0

I have a kernel with a "while" loop, which iteratively updates elements of an array using information about neighbors (only one neighbor in the sample code below). This loop stops when no element is changed at the current iteration.

Unfortunately, in some situations part of threads go out of this loop prematurely (like if they ignore synchronization barrier). Some inputs are processed correctly every time, and other inputs (many of them) are processed incorrectly every time (i.e. there are no stochastic factors). Strangely, this error occurs only in Release version while Debug version always worked fine. More precisely, the CUDA compiler option "-G (Generate GPU Debug Information)" determines whether the processing is correct. Arrays of size 32x32 or smaller are always processed correctly.

Here is a sample code:

__global__ void kernel(int *source, int size, unsigned char *result, unsigned char *alpha)
{
    int x = threadIdx.x, y0 = threadIdx.y * 4;
    int i, y;
    __shared__ bool alpha_changed;

    // Zero intermediate array using margins for safe access to neighbors
    const int stride = MAX_SIZE + 2;
    for (i = threadIdx.x + threadIdx.y * blockDim.x; i < stride * (stride + 3); i += blockDim.x * blockDim.y)
    {
        alpha[i] = 0;
    }
    __syncthreads();

    for (int bit = MAX_BITS - 1; bit >= 0; bit--)
    {
        __syncthreads();

        // Fill intermediate array with bit values from input array
        alpha_changed = true;
        alpha[(x + 1) + (y0 + 1) * stride] = (source[x + (y0 + 0) * size] & (1 << bit)) != 0;
        alpha[(x + 1) + (y0 + 2) * stride] = (source[x + (y0 + 1) * size] & (1 << bit)) != 0;
        alpha[(x + 1) + (y0 + 3) * stride] = (source[x + (y0 + 2) * size] & (1 << bit)) != 0;
        alpha[(x + 1) + (y0 + 4) * stride] = (source[x + (y0 + 3) * size] & (1 << bit)) != 0;
        __syncthreads();

        // The loop in question
        while (alpha_changed)
        {
            alpha_changed = false;
            __syncthreads();
            if (alpha[(x + 0) + (y0 + 1) * stride] != 0 && alpha[(x + 1) + (y0 + 1) * stride] == 0)
            {
                alpha_changed = true;
                alpha[(x + 1) + (y0 + 1) * stride] = 1;
            }
            __syncthreads();
            if (alpha[(x + 0) + (y0 + 2) * stride] != 0 && alpha[(x + 1) + (y0 + 2) * stride] == 0)
            {
                alpha_changed = true;
                alpha[(x + 1) + (y0 + 2) * stride] = 1;
            }
            __syncthreads();
            if (alpha[(x + 0) + (y0 + 3) * stride] != 0 && alpha[(x + 1) + (y0 + 3) * stride] == 0)
            {
                alpha_changed = true;
                alpha[(x + 1) + (y0 + 3) * stride] = 1;
            }
            __syncthreads();
            if (alpha[(x + 0) + (y0 + 4) * stride] != 0 && alpha[(x + 1) + (y0 + 4) * stride] == 0)
            {
                alpha_changed = true;
                alpha[(x + 1) + (y0 + 4) * stride] = 1;
            }
            __syncthreads();
        }
        __syncthreads();

        // Save result
        result[x + (y0 + 0) * size + bit * size * size] = alpha[(x + 1) + (y0 + 1) * stride];
        result[x + (y0 + 1) * size + bit * size * size] = alpha[(x + 1) + (y0 + 2) * stride];
        result[x + (y0 + 2) * size + bit * size * size] = alpha[(x + 1) + (y0 + 3) * stride];
        result[x + (y0 + 3) * size + bit * size * size] = alpha[(x + 1) + (y0 + 4) * stride];
        __syncthreads();
    }
}

// Run only 1 thread block, where size equals 64.
kernel <<< 1, dim3(size, size / 4) >>> (source_gpu, size, result_gpu, alpha_gpu);

The expected result of this sample kernel is array, where each line can contain only contiguous intervals of "1" values. But instead of this, I get some lines, where "0" and "1" are somehow alternated.

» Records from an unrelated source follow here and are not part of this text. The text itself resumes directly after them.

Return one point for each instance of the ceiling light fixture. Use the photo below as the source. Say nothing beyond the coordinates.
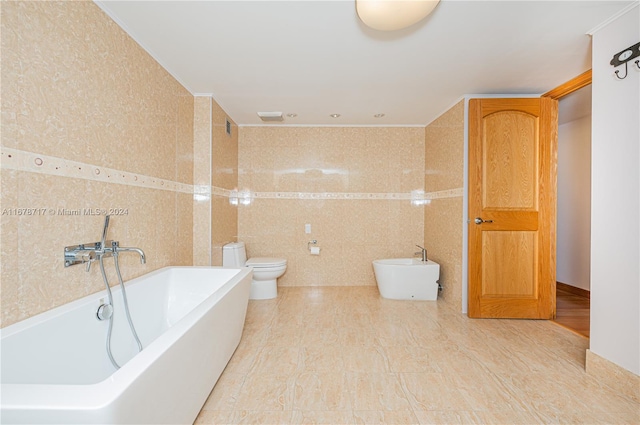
(270, 116)
(392, 15)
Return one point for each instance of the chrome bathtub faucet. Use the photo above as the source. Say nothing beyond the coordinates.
(423, 253)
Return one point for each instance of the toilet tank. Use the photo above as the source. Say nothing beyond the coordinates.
(234, 255)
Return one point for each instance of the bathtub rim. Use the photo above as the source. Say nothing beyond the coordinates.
(408, 262)
(100, 394)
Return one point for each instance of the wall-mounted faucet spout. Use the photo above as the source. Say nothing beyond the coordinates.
(118, 249)
(423, 253)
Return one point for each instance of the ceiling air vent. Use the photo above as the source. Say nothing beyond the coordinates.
(270, 116)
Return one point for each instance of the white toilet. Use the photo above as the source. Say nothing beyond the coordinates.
(266, 271)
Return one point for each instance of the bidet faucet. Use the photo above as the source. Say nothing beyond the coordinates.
(423, 253)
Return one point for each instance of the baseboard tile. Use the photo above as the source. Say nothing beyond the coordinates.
(573, 290)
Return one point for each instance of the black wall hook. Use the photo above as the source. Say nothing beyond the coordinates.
(623, 57)
(626, 71)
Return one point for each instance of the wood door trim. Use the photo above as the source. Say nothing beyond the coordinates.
(570, 86)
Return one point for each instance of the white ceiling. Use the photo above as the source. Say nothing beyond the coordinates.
(315, 58)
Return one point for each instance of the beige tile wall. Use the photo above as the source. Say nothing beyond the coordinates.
(350, 232)
(75, 87)
(224, 160)
(215, 174)
(202, 135)
(444, 163)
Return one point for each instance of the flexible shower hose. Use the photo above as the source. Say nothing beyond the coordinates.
(126, 308)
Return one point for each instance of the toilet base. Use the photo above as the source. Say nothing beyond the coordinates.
(263, 289)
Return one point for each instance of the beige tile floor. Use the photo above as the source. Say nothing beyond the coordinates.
(344, 355)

This error is reproduced on my mobile GPU GeForce 740M (Kepler), on Windows 7 x64 SP1, on either CUDA 6.0 or 6.5, using either Visual C++ 2012 or 2013. I can also provide a sample Visual Studio project with the sample input array (i.e. which is processed incorrectly).

I have already tried different configurations of syncthreads(), fences and "volatile" qualifier, but this error remained.

Any help is appreciated.

Sam Protsenko
  • 14,045
  • 4
  • 59
  • 75
Triant
  • 3
  • 2

1 Answers1

0

I think the problem is your access to alpha_changed. Keep in mind this is only one value for all the threads in a block. There is a race condition between one warp resetting this variable, and another warp checking the loop condition:

    // The loop in question
    while (alpha_changed)
    {
        alpha_changed = false;
        // ...
        // alpha_changed may be set to true here
        // ...

        __syncthreads();

        // race condition window here. Another warp may already execute
        // the alpha_changed = false; line before this warp continues.
    }

The key thing is doing a __syncthreads() before setting the shared variable to false.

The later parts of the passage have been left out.